Editor:

The movie “Midway” will be released on November 8 and I encourage all to go see it. Not because it represents one of the greatest American military victories as an underdog, but because this WWII saga highlights one of Santa Monica’s finest former residents, Lt. Richard H. Best.

Mr. Best was a wonderful leader of men and led the Bombing Squadron unit, VB-6, off of the USS Enterprise. When attacking the 4 Japanese carriers the morning of June 4, 1942, he and another 15 plane bombing squadron approached two carriers. The other squadron leader was not as experienced of a bombing commander and mistakenly dove on the wrong carrier. Not only did his squadron dive on the carrier Kaga, but so did 12 of 15 of Lt. Best’s squadron. Lt. Best realized the mistake and, with more than enough bombs dropping on the Kaga, was able to divert his remaining three plane formation over to the Japanese flagship carrier, the Akagi. While the other two pilots had near misses, Lt. Best dropped his bomb perfectly in the middle of the flight deck. It blew parked planes with pilots still in their seats completely off the ship. More importantly, it set off a series of explosions in the hangar deck that doomed the ship.
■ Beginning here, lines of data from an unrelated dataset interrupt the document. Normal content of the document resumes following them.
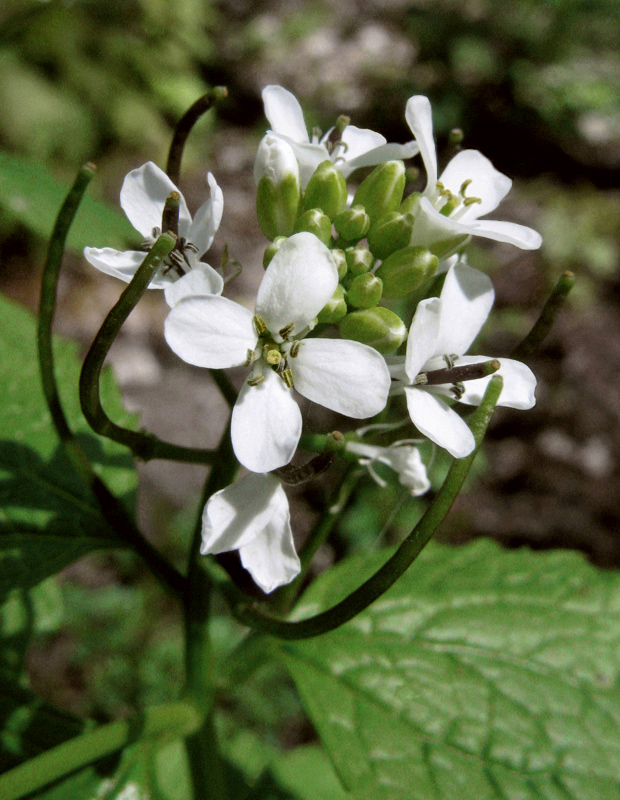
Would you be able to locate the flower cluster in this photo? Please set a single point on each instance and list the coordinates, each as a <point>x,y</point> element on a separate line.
<point>320,327</point>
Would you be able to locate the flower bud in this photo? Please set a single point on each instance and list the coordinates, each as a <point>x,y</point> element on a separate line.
<point>382,191</point>
<point>359,260</point>
<point>316,222</point>
<point>353,223</point>
<point>335,309</point>
<point>365,291</point>
<point>378,327</point>
<point>278,188</point>
<point>341,263</point>
<point>390,233</point>
<point>272,249</point>
<point>327,190</point>
<point>405,270</point>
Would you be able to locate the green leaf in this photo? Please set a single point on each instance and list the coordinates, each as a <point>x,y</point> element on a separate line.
<point>482,673</point>
<point>48,518</point>
<point>30,195</point>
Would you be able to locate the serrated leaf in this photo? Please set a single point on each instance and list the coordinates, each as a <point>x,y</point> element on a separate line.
<point>48,517</point>
<point>30,195</point>
<point>482,673</point>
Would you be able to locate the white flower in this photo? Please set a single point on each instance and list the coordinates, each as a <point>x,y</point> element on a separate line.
<point>345,376</point>
<point>356,147</point>
<point>442,330</point>
<point>403,457</point>
<point>467,189</point>
<point>143,196</point>
<point>252,516</point>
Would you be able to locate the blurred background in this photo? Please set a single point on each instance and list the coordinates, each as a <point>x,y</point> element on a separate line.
<point>533,84</point>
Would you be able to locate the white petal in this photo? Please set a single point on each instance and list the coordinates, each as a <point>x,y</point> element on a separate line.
<point>266,424</point>
<point>143,195</point>
<point>200,281</point>
<point>509,232</point>
<point>210,332</point>
<point>379,155</point>
<point>207,219</point>
<point>284,113</point>
<point>487,183</point>
<point>345,376</point>
<point>420,119</point>
<point>439,422</point>
<point>236,515</point>
<point>300,279</point>
<point>271,558</point>
<point>423,334</point>
<point>466,300</point>
<point>517,391</point>
<point>119,264</point>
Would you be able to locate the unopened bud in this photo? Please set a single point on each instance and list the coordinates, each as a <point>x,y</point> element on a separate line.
<point>378,327</point>
<point>353,223</point>
<point>341,263</point>
<point>365,291</point>
<point>359,260</point>
<point>405,270</point>
<point>272,249</point>
<point>278,188</point>
<point>382,190</point>
<point>316,222</point>
<point>390,233</point>
<point>326,190</point>
<point>335,308</point>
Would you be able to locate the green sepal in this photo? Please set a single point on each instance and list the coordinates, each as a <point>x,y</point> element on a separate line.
<point>277,206</point>
<point>335,309</point>
<point>392,232</point>
<point>365,291</point>
<point>316,222</point>
<point>353,223</point>
<point>359,260</point>
<point>405,270</point>
<point>378,327</point>
<point>382,191</point>
<point>326,190</point>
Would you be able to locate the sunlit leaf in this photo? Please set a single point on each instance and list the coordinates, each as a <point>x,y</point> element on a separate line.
<point>482,673</point>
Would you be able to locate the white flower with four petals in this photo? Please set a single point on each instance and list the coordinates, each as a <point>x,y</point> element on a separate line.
<point>344,376</point>
<point>143,196</point>
<point>442,330</point>
<point>355,148</point>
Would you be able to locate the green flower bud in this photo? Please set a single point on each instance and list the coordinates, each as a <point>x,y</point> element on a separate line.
<point>390,233</point>
<point>353,223</point>
<point>359,260</point>
<point>335,309</point>
<point>365,291</point>
<point>272,250</point>
<point>341,263</point>
<point>278,188</point>
<point>405,270</point>
<point>326,189</point>
<point>316,222</point>
<point>382,191</point>
<point>378,327</point>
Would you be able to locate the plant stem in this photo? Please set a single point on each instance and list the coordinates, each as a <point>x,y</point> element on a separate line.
<point>547,317</point>
<point>172,720</point>
<point>112,510</point>
<point>388,574</point>
<point>144,445</point>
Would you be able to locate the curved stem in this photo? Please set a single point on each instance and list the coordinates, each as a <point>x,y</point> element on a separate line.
<point>547,317</point>
<point>144,445</point>
<point>172,720</point>
<point>184,127</point>
<point>394,567</point>
<point>112,510</point>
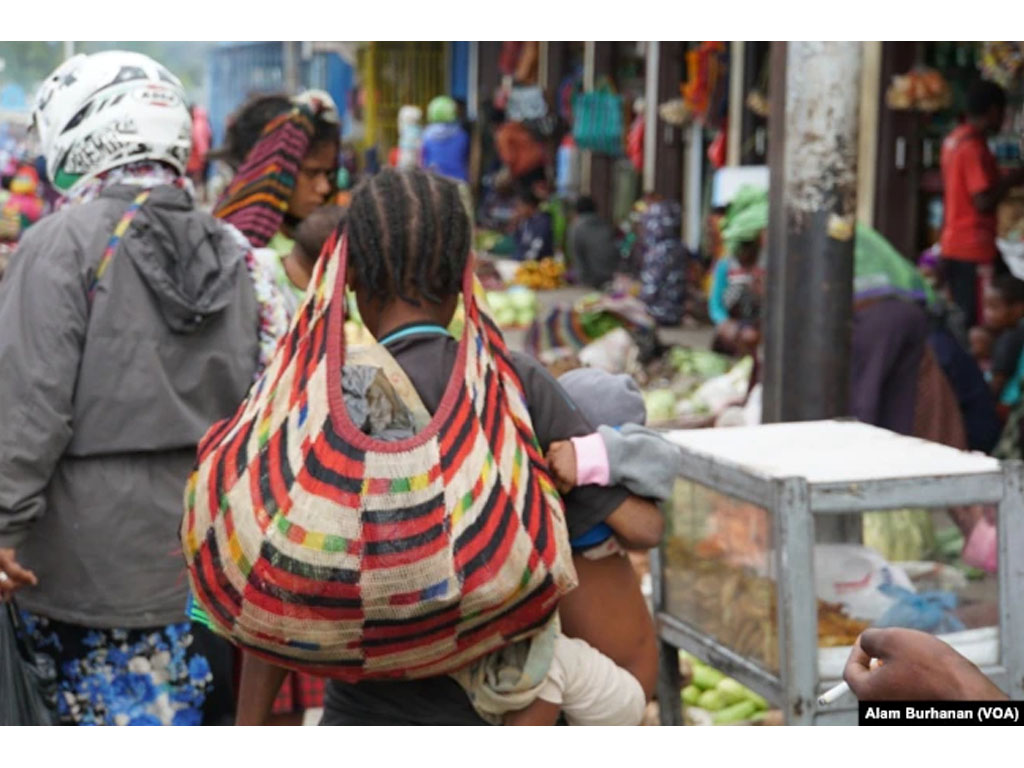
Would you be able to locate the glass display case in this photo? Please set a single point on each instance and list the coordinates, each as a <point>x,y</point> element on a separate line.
<point>784,542</point>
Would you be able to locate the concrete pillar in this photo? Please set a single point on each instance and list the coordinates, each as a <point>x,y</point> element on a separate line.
<point>810,250</point>
<point>815,95</point>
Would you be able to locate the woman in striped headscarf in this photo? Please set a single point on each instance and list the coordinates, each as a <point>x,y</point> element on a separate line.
<point>286,152</point>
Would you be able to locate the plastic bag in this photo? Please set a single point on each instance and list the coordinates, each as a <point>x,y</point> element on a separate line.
<point>28,680</point>
<point>597,122</point>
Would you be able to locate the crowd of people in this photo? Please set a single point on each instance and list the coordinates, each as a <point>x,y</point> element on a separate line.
<point>139,334</point>
<point>131,322</point>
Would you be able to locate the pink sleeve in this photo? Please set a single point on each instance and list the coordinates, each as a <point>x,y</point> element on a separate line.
<point>592,460</point>
<point>981,549</point>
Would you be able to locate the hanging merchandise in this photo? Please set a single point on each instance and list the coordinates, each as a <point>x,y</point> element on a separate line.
<point>568,89</point>
<point>717,151</point>
<point>567,169</point>
<point>708,75</point>
<point>634,143</point>
<point>525,102</point>
<point>757,99</point>
<point>598,121</point>
<point>923,89</point>
<point>675,113</point>
<point>1001,61</point>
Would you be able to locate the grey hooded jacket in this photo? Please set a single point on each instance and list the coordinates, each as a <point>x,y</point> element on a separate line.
<point>101,407</point>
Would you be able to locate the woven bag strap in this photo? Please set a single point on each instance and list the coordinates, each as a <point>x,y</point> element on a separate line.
<point>112,245</point>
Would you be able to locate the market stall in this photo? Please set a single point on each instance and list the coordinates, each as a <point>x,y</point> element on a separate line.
<point>741,583</point>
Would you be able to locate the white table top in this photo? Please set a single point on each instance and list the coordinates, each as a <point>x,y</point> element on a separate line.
<point>829,452</point>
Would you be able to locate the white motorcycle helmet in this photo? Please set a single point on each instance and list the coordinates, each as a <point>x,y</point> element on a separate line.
<point>98,112</point>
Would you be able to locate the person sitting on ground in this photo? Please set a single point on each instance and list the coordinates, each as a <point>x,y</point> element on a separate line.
<point>535,238</point>
<point>592,249</point>
<point>737,283</point>
<point>915,667</point>
<point>409,235</point>
<point>1003,311</point>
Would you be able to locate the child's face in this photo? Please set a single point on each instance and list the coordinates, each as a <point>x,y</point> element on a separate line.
<point>748,253</point>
Later that day he participated in the sinking of the 4th carrier. He was likely one of only a couple of American pilots who sunk two carriers during the war.
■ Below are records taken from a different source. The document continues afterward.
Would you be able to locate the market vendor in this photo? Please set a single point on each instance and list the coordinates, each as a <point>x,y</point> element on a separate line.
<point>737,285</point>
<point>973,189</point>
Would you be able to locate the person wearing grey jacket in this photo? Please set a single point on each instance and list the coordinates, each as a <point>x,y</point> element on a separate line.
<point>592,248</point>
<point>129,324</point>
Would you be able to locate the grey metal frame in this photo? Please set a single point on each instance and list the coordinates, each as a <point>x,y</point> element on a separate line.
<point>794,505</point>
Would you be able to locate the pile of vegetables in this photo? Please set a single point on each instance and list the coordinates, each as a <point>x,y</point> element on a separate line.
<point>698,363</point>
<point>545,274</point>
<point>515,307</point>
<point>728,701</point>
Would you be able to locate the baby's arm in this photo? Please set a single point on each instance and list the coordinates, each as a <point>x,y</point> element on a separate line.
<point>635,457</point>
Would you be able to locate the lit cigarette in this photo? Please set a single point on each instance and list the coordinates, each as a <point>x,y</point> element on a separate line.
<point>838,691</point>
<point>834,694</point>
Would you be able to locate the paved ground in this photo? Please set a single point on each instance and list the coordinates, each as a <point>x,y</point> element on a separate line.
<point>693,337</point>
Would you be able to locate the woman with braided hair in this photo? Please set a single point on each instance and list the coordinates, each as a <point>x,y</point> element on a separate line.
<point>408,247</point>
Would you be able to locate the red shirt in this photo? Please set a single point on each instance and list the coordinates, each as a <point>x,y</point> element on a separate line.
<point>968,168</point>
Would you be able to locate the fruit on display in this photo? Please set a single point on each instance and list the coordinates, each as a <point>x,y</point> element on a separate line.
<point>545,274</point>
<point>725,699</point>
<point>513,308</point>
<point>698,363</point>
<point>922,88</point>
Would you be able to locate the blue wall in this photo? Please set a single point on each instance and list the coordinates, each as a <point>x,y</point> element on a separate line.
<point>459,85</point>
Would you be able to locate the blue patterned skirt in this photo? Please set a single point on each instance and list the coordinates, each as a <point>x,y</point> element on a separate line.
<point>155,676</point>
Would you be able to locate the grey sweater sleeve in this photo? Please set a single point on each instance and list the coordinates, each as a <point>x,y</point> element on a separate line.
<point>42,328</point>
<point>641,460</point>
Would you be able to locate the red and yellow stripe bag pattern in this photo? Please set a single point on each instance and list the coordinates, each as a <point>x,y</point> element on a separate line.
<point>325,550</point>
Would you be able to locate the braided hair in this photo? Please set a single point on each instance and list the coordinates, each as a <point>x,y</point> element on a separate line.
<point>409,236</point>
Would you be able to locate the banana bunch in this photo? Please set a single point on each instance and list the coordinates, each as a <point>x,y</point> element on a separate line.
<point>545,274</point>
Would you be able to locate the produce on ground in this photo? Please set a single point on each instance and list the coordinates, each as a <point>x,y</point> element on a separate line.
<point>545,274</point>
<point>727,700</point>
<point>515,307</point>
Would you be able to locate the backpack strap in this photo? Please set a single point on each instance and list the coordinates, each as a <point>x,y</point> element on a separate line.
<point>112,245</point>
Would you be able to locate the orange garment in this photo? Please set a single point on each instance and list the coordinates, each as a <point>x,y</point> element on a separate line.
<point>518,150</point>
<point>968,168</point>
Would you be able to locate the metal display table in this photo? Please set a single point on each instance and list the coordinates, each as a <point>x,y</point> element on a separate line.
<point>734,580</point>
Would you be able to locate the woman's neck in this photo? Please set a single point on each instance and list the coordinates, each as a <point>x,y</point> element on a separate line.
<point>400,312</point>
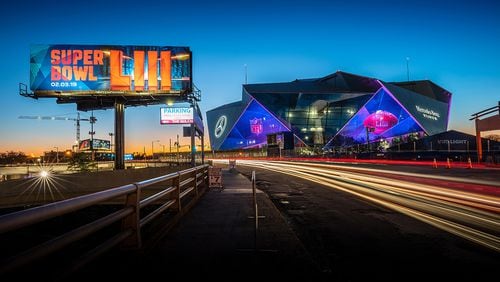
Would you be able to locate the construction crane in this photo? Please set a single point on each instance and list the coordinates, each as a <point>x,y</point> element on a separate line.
<point>92,120</point>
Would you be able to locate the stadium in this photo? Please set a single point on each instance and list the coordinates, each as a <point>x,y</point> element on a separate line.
<point>336,111</point>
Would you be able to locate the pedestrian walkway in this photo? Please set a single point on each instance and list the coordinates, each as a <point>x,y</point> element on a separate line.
<point>215,240</point>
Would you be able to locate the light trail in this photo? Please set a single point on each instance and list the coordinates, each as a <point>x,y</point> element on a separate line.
<point>473,216</point>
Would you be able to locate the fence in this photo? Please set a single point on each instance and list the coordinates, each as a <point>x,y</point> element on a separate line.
<point>178,185</point>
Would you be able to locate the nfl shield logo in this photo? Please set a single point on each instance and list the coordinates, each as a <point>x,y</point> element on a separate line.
<point>256,126</point>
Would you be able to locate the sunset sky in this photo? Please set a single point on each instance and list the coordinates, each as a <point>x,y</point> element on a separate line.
<point>453,43</point>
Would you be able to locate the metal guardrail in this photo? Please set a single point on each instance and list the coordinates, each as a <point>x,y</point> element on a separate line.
<point>130,215</point>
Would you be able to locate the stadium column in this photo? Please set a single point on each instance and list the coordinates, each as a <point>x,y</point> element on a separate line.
<point>119,135</point>
<point>479,142</point>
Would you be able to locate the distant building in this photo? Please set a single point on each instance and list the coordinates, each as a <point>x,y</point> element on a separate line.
<point>340,109</point>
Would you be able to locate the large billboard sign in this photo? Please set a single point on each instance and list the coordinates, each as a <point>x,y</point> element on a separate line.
<point>103,69</point>
<point>176,115</point>
<point>96,144</point>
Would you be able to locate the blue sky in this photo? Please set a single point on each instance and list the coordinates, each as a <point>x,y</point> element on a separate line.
<point>453,43</point>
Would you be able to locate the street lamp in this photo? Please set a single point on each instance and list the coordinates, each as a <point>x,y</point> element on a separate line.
<point>152,150</point>
<point>57,154</point>
<point>111,141</point>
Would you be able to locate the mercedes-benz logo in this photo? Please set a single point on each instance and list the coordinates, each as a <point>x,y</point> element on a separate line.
<point>220,126</point>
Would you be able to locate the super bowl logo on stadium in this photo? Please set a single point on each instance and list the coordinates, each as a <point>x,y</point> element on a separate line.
<point>256,126</point>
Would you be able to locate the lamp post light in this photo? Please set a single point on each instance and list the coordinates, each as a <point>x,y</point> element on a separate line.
<point>111,141</point>
<point>57,154</point>
<point>152,150</point>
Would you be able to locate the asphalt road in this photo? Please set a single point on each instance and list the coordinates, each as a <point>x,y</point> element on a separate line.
<point>353,239</point>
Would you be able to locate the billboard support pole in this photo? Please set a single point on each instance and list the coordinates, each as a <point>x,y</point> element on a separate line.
<point>202,148</point>
<point>193,131</point>
<point>119,135</point>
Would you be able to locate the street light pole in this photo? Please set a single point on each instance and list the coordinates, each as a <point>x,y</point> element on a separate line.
<point>111,141</point>
<point>408,68</point>
<point>57,154</point>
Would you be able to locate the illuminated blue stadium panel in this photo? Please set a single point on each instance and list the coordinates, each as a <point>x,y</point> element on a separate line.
<point>252,128</point>
<point>383,116</point>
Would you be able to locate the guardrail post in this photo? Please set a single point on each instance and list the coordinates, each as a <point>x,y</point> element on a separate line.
<point>133,220</point>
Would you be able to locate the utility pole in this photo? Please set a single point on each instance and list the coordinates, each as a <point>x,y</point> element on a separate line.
<point>408,68</point>
<point>57,154</point>
<point>177,148</point>
<point>246,77</point>
<point>92,132</point>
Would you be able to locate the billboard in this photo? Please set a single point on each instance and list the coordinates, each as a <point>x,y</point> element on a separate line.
<point>106,69</point>
<point>97,144</point>
<point>176,115</point>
That morning Lt. Best had tested his oxygen canister and breathed in toxic fumes. He insisted on continuing his mission that day. The next morning he was coughing up blood, and was hospitalized for 32 months with having activated latent tuberculosis. He never flew again. He retired to Santa Monica where he lived until his passing in 2001. He was Director of Security at the Rand Corporation in Santa Monica at the time of the theft of the Pentagon Papers. He hated the corporate life and was ready by the time retirement age came around.
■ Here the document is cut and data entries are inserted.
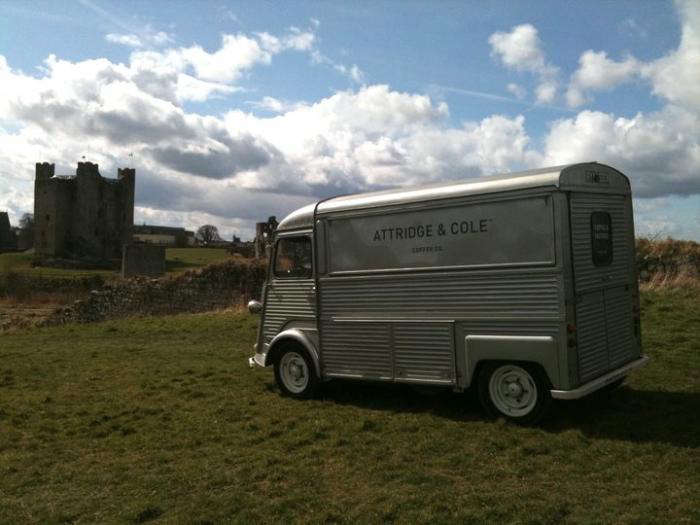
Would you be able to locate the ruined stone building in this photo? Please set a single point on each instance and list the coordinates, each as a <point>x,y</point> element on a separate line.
<point>8,241</point>
<point>82,216</point>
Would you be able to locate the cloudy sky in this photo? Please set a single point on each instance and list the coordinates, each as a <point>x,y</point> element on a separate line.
<point>231,112</point>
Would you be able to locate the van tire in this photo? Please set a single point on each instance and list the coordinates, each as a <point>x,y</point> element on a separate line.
<point>295,373</point>
<point>515,391</point>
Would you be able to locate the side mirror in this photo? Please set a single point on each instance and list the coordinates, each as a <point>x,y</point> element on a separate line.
<point>254,307</point>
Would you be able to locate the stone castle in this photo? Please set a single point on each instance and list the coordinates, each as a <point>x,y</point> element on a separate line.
<point>82,216</point>
<point>8,241</point>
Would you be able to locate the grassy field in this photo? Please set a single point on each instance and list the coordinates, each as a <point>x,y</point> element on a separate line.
<point>177,260</point>
<point>160,419</point>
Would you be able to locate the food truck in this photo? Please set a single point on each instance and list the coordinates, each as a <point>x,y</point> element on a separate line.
<point>521,285</point>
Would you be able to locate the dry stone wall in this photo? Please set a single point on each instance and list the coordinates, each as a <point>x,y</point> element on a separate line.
<point>214,287</point>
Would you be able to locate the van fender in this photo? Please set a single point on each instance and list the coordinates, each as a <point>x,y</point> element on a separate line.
<point>541,350</point>
<point>295,335</point>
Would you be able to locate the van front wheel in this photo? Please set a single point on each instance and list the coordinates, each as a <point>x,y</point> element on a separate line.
<point>294,373</point>
<point>518,392</point>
From about 1998 to 2001 I was able to visit Lt. Best several times at his home on 26th Street. He had lost his tough Jersey accent shown in the film and though he lived alone, spent much time in his own gardens and was a voracious reader. He could quote me all the greatest soliloquies from Shakespeare. We would sit at his kitchen table eating a bologna sandwich and glass of milk and he recounted every minute detail of that fateful day. He was doing extensive traveling well into his late 80’s to attend commemorations and memorial dedications.

Please, Santa Monica, take your kids and grandkids to see this movie to see the amazing sacrifice the men at Midway made and to see one your hometown’s greatest heroes.